La catedral del reguetón que nació en Medellín
No se puede entender el reguetón contemporáneo sin mencionar Perro Negro, la discoteca más emblemática de Medellín que se ha convertido en un ícono global del género. Este espacio, que comenzó como un sueño entre amigos, hoy recibe a las mayores estrellas del reguetón y ha expandido su concepto a Miami y Madrid.
Los fundadores: Samuel Granados y Alejandro Cardona
La historia comienza con dos amigos de la infancia que se conocieron en el barrio Belén de Medellín. Samuel Granados, economista graduado de EAFIT, y Alejandro Cardona, comunicador social de la misma universidad, compartían una pasión por el reguetón que los llevaría a crear algo extraordinario. Ambos recuerdan con cariño sus primeras experiencias con el género, escuchando canciones como Latigazo de Daddy Yankee o Felina de Héctor & Tito en sus años de adolescencia.
En 2017, junto con otros socios, materializaron su visión: una discoteca dedicada exclusivamente al reguetón y el dembow. Lo que comenzó como un local pequeño y oscuro en Medellín, con paredes negras y un icónico letrero de Dale Duro, pronto se convertiría en el epicentro de la cultura reguetonera.
El fenómeno Bad Bunny y la canción que cambió todo
Uno de los momentos definitorios ocurrió en 2022, cuando Bad Bunny visitó Perro Negro después de su concierto en el Estadio Atanasio Girardot. "Fue una locura total", recuerda Samuel Granados. "Cuando la gente se dio cuenta de que Bad Bunny había entrado, enloquecieron. Fans pegados de las rejas, montándose... tocó llamar a la policía".
Pero el verdadero punto de inflexión llegó cuando Bad Bunny lanzó su canción Perro Negro en colaboración con Feid, cuyo coro dice: "Vamo' a celebrarlo en Perro Negro". La sincronía fue perfecta: la canción se lanzó justo cuando Samuel y Alejandro inauguraban la segunda sede de la discoteca en Miami. "Fue un antes y un después en la vida del club", confiesa Granados.
Las estrellas que han hecho historia en Perro Negro
La lista de artistas que han frecuentado Perro Negro es impresionante. Karol G ha visitado el lugar en múltiples ocasiones, incluyendo una noche memorable después de terminar su relación con Anuel. Maluma también ha dejado su marca, llegando a presentar temas inéditos en el club. Ryan Castro expresó que sintió que "estaba realmente pegado en la ciudad" cuando se presentó allí, mientras que Blessd y Feid han tenido presentaciones históricas.
Feid, en particular, ha mantenido una relación especial con Perro Negro, al punto de que la discoteca abrió varios de sus conciertos durante su gira de 2025, incluyendo un memorable show en el Madison Square Garden de Nueva York.
De Medellín al mundo: la expansión global
Lo que comenzó como una discoteca local hoy es un fenómeno internacional.

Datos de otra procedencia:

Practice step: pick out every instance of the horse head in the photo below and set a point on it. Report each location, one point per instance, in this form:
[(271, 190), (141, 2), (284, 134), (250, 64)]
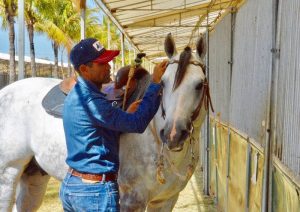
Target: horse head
[(184, 93)]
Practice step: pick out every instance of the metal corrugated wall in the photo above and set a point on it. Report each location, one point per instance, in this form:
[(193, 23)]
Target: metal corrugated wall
[(288, 92), (251, 75), (219, 67)]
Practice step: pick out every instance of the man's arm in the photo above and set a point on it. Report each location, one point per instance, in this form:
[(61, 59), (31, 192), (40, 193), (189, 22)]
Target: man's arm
[(114, 118)]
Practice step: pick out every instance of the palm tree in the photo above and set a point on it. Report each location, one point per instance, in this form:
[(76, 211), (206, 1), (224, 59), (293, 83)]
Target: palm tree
[(53, 14), (31, 19), (9, 8)]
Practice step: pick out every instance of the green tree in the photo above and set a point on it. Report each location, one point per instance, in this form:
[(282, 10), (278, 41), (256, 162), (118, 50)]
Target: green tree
[(55, 15)]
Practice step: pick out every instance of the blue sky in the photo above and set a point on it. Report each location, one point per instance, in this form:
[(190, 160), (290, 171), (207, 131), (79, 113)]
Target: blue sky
[(43, 48)]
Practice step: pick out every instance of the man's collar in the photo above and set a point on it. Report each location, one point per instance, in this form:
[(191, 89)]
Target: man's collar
[(89, 85)]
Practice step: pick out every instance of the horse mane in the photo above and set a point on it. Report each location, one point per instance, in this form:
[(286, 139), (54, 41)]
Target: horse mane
[(184, 60)]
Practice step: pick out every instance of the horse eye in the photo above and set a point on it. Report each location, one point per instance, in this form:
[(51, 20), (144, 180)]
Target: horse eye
[(199, 86)]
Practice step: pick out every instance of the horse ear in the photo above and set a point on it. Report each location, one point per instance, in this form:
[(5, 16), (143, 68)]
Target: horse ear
[(170, 47), (201, 47)]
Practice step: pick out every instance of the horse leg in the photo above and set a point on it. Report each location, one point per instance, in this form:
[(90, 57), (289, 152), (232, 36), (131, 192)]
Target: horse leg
[(162, 206), (9, 177), (32, 190), (131, 199)]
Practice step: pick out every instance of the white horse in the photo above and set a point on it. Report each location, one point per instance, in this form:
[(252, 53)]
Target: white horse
[(151, 174)]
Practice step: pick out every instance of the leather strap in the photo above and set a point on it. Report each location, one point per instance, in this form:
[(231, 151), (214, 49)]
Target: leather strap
[(94, 177)]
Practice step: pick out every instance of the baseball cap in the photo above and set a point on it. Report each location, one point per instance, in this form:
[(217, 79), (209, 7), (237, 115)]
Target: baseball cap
[(90, 50)]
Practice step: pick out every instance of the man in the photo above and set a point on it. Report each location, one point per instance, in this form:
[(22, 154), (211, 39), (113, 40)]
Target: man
[(92, 129)]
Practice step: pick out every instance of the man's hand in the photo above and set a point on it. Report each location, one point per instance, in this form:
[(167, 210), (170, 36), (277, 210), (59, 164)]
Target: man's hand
[(159, 70), (133, 106)]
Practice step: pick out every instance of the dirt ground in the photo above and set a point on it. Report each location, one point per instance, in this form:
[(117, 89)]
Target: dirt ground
[(190, 199)]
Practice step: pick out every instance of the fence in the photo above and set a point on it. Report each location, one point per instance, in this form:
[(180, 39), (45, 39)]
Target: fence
[(255, 85), (42, 70)]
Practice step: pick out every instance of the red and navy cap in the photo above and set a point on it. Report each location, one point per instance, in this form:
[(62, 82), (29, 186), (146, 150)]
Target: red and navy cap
[(90, 50)]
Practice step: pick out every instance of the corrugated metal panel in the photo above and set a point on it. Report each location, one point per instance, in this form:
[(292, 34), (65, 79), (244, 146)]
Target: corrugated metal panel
[(288, 100), (252, 68), (219, 77)]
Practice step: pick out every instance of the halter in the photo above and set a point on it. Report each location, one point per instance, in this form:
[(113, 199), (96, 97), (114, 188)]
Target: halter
[(206, 100)]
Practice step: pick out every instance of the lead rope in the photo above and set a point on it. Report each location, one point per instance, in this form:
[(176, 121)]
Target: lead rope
[(161, 165), (130, 75)]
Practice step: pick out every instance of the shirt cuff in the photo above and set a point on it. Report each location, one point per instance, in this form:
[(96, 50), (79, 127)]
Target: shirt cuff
[(155, 87)]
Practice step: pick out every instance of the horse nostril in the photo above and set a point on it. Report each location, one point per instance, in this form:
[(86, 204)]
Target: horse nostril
[(162, 132), (184, 135)]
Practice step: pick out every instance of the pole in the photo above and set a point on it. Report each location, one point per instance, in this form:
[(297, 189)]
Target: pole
[(21, 37)]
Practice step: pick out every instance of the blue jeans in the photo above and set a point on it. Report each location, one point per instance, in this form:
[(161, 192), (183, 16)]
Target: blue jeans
[(79, 196)]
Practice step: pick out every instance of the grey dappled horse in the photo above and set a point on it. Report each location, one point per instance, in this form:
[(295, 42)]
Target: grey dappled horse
[(154, 166)]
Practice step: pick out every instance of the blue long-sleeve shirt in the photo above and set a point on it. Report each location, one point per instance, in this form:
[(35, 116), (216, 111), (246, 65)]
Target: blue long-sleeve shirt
[(92, 126)]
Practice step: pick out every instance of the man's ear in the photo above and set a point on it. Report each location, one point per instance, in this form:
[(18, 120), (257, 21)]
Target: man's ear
[(82, 69)]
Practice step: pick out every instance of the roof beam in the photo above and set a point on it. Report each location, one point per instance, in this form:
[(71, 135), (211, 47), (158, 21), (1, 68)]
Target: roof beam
[(171, 26), (115, 21), (191, 11)]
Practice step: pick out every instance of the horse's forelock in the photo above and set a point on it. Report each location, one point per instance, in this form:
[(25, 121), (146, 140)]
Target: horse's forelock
[(184, 60)]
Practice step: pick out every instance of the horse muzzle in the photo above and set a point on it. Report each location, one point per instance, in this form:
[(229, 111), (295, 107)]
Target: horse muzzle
[(174, 139)]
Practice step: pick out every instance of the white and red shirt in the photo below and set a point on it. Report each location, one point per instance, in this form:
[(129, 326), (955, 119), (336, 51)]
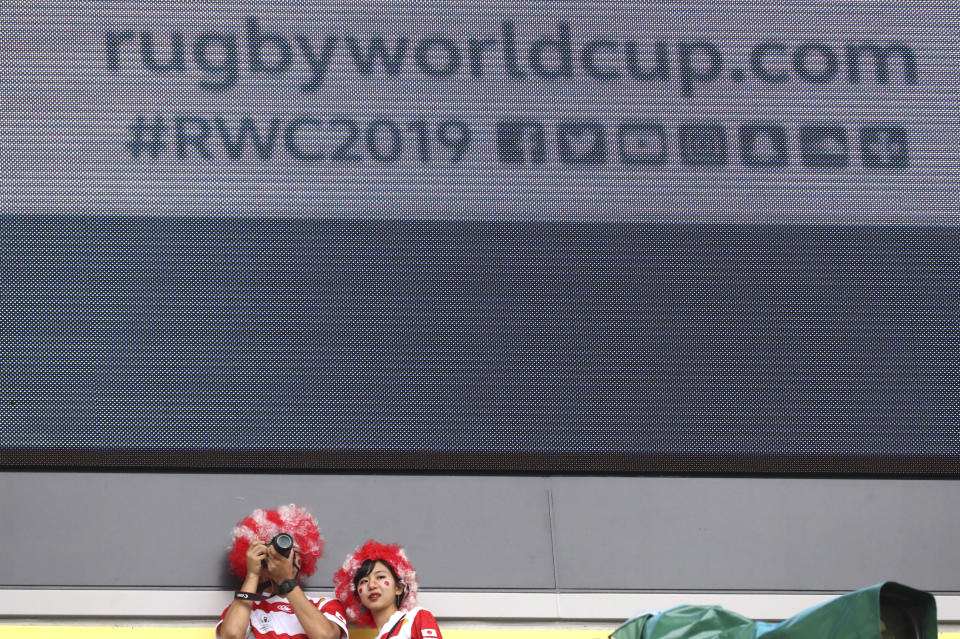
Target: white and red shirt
[(418, 623), (274, 618)]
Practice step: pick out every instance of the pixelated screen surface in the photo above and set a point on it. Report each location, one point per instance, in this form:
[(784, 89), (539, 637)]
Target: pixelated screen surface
[(537, 236)]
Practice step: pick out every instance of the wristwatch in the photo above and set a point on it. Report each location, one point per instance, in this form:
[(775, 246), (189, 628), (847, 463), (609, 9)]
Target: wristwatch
[(284, 587)]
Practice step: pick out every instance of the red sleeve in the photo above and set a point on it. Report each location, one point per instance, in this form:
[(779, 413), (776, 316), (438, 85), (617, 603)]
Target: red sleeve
[(425, 626), (333, 610)]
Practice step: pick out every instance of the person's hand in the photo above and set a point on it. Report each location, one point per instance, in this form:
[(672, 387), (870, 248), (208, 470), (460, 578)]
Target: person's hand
[(256, 554), (281, 568)]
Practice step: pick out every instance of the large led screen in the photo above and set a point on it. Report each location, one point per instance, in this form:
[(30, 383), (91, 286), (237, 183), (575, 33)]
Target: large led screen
[(691, 237)]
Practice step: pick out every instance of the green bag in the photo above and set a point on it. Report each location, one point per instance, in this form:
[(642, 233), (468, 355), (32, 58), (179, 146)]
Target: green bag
[(884, 611)]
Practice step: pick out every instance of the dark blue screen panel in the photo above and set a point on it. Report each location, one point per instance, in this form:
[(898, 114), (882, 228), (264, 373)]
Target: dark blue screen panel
[(479, 345)]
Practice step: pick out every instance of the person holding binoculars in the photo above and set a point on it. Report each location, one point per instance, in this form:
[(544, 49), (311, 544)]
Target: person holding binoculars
[(271, 550)]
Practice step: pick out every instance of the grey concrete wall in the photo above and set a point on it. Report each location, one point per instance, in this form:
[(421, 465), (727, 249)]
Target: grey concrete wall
[(493, 533)]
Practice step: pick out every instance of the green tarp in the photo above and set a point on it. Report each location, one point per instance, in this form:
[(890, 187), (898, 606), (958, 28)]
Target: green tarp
[(884, 611)]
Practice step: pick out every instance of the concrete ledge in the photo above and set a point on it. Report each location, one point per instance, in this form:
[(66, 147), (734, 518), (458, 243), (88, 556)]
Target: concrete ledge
[(612, 606)]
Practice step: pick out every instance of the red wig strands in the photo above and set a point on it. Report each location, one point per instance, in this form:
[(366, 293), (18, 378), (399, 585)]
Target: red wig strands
[(388, 553), (264, 525)]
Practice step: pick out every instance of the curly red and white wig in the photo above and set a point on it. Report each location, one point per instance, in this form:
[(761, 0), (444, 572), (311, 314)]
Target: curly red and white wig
[(392, 554), (264, 525)]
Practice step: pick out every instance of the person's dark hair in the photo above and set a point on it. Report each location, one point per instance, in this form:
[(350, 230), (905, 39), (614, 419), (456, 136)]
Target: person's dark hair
[(367, 567)]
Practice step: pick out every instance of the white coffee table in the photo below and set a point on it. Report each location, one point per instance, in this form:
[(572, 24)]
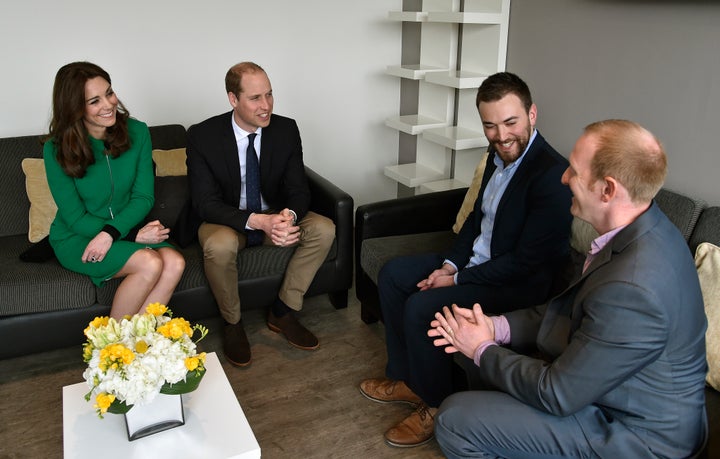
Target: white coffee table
[(215, 426)]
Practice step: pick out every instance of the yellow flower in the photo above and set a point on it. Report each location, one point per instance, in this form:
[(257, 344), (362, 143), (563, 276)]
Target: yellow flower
[(141, 347), (96, 323), (87, 352), (156, 309), (191, 363), (175, 328), (114, 356), (103, 402)]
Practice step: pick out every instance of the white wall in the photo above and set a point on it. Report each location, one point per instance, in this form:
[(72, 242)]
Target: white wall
[(168, 59), (652, 61)]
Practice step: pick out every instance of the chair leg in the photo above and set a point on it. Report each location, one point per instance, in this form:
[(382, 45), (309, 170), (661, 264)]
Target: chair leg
[(339, 299), (368, 314)]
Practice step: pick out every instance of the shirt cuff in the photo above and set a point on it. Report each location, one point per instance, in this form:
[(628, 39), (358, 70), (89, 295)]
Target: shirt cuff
[(502, 329), (112, 231), (480, 349)]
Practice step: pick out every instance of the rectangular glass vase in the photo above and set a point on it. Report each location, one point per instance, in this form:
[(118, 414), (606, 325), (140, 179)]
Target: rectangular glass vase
[(163, 413)]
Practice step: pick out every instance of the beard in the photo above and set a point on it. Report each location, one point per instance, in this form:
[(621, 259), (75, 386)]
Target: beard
[(519, 145)]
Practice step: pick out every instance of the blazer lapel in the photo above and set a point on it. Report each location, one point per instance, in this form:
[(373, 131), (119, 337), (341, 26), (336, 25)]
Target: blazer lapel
[(228, 154)]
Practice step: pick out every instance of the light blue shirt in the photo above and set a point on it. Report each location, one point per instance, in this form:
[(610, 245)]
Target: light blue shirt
[(491, 199)]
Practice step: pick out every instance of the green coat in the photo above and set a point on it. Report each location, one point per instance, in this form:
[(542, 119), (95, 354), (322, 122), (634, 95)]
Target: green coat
[(115, 191)]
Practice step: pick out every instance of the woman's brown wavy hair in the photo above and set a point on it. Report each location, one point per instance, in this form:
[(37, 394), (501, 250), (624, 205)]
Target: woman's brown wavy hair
[(67, 126)]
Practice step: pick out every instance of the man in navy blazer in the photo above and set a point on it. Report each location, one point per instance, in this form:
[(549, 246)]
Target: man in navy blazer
[(621, 365), (510, 247), (219, 155)]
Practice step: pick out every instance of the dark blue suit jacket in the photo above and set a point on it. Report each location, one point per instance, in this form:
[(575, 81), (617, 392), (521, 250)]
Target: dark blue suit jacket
[(214, 170), (530, 239)]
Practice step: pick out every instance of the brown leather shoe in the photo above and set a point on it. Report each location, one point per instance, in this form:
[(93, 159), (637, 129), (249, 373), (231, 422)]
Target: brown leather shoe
[(386, 390), (235, 345), (414, 430), (294, 332)]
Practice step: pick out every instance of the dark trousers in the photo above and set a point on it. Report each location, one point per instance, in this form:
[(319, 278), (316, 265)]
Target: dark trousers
[(407, 313)]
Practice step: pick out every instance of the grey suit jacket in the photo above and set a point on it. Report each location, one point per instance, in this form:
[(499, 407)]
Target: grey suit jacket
[(624, 347)]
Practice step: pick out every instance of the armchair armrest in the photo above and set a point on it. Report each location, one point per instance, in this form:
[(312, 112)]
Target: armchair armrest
[(416, 214), (329, 200)]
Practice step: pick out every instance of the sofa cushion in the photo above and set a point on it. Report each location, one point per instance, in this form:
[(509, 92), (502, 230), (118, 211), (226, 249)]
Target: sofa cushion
[(375, 252), (170, 162), (471, 195), (706, 229), (171, 194), (707, 261), (682, 210), (32, 287), (42, 204)]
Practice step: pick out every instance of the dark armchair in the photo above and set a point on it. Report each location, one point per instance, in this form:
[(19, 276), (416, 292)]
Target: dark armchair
[(386, 229)]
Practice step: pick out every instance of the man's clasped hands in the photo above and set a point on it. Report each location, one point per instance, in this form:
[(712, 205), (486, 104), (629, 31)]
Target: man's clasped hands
[(461, 329)]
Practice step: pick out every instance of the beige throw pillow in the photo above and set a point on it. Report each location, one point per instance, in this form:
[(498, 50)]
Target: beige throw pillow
[(707, 261), (581, 235), (170, 162), (42, 204), (471, 195)]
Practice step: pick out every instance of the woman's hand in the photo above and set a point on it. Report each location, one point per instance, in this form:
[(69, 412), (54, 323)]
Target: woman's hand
[(97, 248), (152, 233)]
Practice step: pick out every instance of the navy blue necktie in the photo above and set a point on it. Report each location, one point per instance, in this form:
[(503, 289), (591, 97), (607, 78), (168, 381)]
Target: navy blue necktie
[(252, 189)]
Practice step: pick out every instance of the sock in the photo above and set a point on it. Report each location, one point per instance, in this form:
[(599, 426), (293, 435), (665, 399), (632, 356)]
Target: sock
[(279, 308)]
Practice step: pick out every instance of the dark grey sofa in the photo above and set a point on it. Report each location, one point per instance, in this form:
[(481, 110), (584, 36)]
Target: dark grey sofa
[(44, 306), (387, 229)]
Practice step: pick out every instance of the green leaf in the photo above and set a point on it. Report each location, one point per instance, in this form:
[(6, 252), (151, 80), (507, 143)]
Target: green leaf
[(192, 381)]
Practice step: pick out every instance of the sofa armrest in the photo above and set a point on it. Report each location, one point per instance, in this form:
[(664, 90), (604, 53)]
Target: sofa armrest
[(329, 200)]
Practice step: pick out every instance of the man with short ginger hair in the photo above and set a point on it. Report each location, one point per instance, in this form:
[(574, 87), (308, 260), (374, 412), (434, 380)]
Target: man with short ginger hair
[(622, 366)]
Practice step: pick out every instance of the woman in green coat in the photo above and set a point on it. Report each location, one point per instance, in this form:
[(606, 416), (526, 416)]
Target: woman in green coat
[(98, 163)]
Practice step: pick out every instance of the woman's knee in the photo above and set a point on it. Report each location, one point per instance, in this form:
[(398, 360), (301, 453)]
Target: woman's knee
[(147, 262), (173, 262)]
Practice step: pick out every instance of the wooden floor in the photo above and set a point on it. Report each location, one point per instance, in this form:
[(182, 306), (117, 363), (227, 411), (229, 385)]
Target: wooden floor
[(300, 404)]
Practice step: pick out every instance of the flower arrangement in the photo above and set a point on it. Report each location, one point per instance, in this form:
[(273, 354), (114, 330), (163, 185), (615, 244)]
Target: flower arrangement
[(132, 360)]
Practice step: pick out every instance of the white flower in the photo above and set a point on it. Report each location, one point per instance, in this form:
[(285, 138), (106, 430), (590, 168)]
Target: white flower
[(131, 360)]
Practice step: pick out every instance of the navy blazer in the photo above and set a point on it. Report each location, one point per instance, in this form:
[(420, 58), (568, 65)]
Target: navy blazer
[(530, 238), (624, 347), (214, 170)]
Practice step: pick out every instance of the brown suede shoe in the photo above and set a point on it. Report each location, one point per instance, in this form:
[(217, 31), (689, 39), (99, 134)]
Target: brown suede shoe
[(386, 390), (294, 332), (414, 430), (235, 345)]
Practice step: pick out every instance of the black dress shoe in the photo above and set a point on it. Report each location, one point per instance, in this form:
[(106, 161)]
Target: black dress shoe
[(235, 345), (294, 332)]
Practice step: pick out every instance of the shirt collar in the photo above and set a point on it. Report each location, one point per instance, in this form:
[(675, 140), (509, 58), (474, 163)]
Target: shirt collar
[(501, 165)]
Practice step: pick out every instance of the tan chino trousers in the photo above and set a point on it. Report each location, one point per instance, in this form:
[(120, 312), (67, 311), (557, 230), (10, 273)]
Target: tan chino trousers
[(221, 245)]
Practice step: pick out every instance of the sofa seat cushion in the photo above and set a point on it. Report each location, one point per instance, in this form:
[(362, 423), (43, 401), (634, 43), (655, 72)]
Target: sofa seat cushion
[(38, 287), (263, 261), (375, 252)]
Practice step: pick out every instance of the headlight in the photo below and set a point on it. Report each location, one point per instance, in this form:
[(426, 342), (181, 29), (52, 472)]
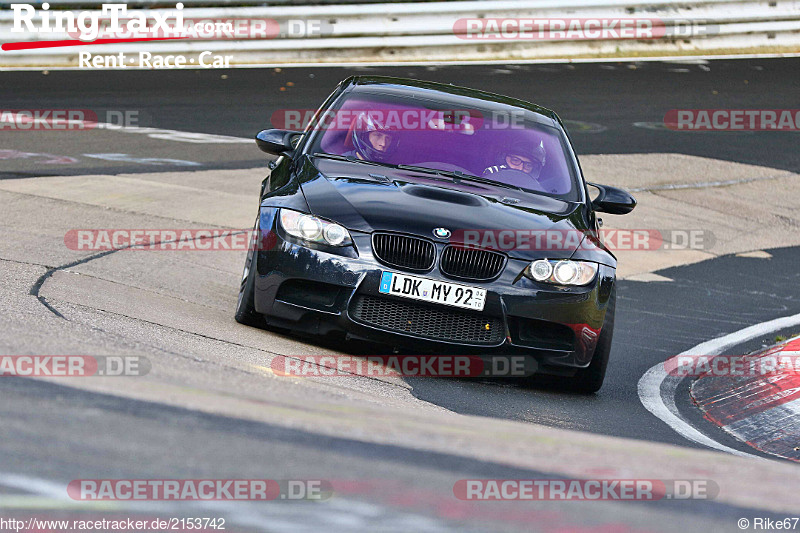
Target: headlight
[(312, 229), (563, 272)]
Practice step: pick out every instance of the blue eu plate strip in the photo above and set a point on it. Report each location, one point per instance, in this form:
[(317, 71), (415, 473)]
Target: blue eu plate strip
[(386, 282)]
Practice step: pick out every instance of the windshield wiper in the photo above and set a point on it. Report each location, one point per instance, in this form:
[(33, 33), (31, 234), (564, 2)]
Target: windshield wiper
[(350, 158), (459, 176)]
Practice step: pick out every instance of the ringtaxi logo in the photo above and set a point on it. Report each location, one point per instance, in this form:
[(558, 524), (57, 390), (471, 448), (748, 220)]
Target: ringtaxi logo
[(585, 489), (199, 489)]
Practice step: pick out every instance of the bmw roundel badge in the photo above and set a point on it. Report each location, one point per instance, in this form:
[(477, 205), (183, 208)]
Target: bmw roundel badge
[(441, 233)]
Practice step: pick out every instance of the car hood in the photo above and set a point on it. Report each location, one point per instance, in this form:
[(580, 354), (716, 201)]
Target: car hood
[(371, 198)]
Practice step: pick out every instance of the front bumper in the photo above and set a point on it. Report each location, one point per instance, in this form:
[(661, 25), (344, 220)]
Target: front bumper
[(322, 291)]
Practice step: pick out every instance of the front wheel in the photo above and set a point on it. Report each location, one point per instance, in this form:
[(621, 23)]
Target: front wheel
[(245, 307)]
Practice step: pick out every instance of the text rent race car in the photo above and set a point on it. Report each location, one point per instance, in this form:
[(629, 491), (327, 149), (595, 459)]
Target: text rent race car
[(435, 218)]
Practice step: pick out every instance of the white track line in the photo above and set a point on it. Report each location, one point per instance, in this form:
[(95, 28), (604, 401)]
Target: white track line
[(657, 388)]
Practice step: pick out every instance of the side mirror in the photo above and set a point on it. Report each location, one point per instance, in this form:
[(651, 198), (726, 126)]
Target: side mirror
[(277, 142), (612, 200)]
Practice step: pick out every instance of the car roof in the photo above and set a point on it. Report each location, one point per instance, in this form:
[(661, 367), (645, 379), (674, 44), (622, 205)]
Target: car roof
[(420, 85)]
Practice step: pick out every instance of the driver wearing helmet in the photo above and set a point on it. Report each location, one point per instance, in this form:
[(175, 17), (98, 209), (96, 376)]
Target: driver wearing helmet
[(372, 141), (520, 156)]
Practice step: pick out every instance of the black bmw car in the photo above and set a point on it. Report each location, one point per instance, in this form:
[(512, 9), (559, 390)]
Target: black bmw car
[(437, 218)]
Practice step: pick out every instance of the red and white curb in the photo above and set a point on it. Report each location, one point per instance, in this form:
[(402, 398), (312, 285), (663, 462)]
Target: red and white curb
[(762, 410), (657, 387)]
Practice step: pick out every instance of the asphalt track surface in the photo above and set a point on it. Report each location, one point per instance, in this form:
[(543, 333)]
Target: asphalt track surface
[(53, 432)]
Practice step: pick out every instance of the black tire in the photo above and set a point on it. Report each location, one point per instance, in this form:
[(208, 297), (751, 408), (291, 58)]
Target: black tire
[(590, 379), (245, 306)]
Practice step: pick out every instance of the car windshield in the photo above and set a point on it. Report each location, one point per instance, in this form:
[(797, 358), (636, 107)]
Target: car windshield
[(510, 146)]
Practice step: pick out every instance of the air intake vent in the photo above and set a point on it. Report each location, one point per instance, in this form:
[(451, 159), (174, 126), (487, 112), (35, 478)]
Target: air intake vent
[(431, 322), (403, 252), (469, 263)]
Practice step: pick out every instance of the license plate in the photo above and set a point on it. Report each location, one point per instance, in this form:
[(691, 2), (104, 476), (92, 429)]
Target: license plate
[(429, 290)]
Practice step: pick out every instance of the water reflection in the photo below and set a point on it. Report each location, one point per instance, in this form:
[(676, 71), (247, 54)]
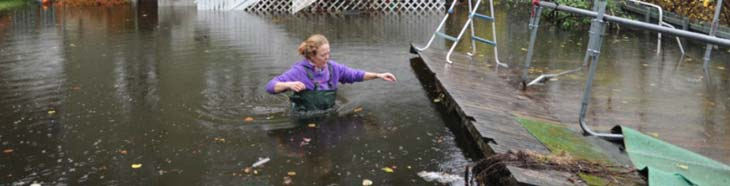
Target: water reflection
[(142, 95)]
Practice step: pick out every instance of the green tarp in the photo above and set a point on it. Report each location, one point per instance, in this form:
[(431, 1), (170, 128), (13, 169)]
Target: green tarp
[(669, 165)]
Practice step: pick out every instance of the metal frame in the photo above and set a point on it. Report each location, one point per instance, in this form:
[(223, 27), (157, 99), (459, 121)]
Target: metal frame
[(596, 40), (469, 24), (713, 31), (661, 23)]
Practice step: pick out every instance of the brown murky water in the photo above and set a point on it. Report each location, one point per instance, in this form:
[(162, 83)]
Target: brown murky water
[(666, 95), (148, 96), (86, 94)]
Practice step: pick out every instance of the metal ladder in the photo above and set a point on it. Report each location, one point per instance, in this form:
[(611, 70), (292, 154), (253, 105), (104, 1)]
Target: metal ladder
[(469, 23)]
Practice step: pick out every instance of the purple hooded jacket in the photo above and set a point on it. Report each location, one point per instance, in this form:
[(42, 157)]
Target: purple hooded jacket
[(298, 72)]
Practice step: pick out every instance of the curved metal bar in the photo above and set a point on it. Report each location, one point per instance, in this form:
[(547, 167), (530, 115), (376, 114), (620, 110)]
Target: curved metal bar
[(661, 15)]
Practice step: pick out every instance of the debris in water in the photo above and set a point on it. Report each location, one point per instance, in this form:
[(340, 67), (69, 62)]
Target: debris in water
[(305, 141), (682, 166), (440, 177), (654, 134), (366, 182), (287, 180), (219, 140), (248, 119), (261, 162)]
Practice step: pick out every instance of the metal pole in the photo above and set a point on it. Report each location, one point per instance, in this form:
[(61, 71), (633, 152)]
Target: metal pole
[(473, 44), (443, 21), (652, 27), (713, 31), (596, 39), (533, 26), (494, 35)]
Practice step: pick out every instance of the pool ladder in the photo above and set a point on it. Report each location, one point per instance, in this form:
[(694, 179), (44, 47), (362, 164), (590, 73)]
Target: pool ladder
[(469, 24)]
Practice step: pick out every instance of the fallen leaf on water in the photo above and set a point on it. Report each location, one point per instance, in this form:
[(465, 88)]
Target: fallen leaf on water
[(366, 182), (248, 119), (682, 166), (287, 180), (656, 135)]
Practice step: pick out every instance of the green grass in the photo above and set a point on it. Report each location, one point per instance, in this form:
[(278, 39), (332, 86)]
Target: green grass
[(10, 4), (559, 139)]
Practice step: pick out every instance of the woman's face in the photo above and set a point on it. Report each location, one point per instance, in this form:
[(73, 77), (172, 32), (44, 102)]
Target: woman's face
[(322, 55)]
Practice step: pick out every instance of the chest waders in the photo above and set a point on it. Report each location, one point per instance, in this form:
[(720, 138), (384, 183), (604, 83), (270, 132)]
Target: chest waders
[(314, 100)]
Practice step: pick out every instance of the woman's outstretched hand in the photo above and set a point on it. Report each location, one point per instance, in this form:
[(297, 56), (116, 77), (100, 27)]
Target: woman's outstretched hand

Perro Negro ha inaugurado sedes en Miami y Madrid, y su concepto ha viajado a festivales en Tokio, Costa Rica, Doha, São Paulo, Quito y Dubái. "Estar en Miami es estar frente a un montón de movimiento y de industria", explica Alejandro Cardona. "Allá pasan un montón de cosas en todos los ámbitos del entretenimiento".
Samuel Granados añade: "A mí la experiencia de Perro Negro que más me gusta es Miami un sábado, porque es gente que de verdad le encanta el reguetón y lo canta todo. Son puros colombianos, venezolanos, puertorriqueños, dominicanos, cubanos".
Los desafíos y el futuro
El camino no ha sido fácil. Durante la pandemia, enfrentaron restricciones difíciles y vigilancia constante por ser la discoteca más famosa de Medellín. "Nos la tenían montada en pandemia", recuerda Cardona. "Una vez el alcalde puso un toque de queda como a las tres de la tarde para las seis de la tarde de ese mismo día".
Hoy, Perro Negro mira hacia el futuro con ambición. Han firmado un acuerdo con Rimas para lanzar un sello discográfico y están produciendo un EP con artistas de toda Latinoamérica. "Intentamos sacar un sonido que sea para la discoteca", explica Cardona sobre su visión musical.
Desde sus humildes inicios, cuando Samuel y Alejandro organizaban minitecas en colegios y universidades, hasta convertirse en la meca del reguetón que atrae a las mayores estrellas del género, Perro Negro ha demostrado que la pasión por la música y la autenticidad pueden construir un imperio cultural que trasciende fronteras.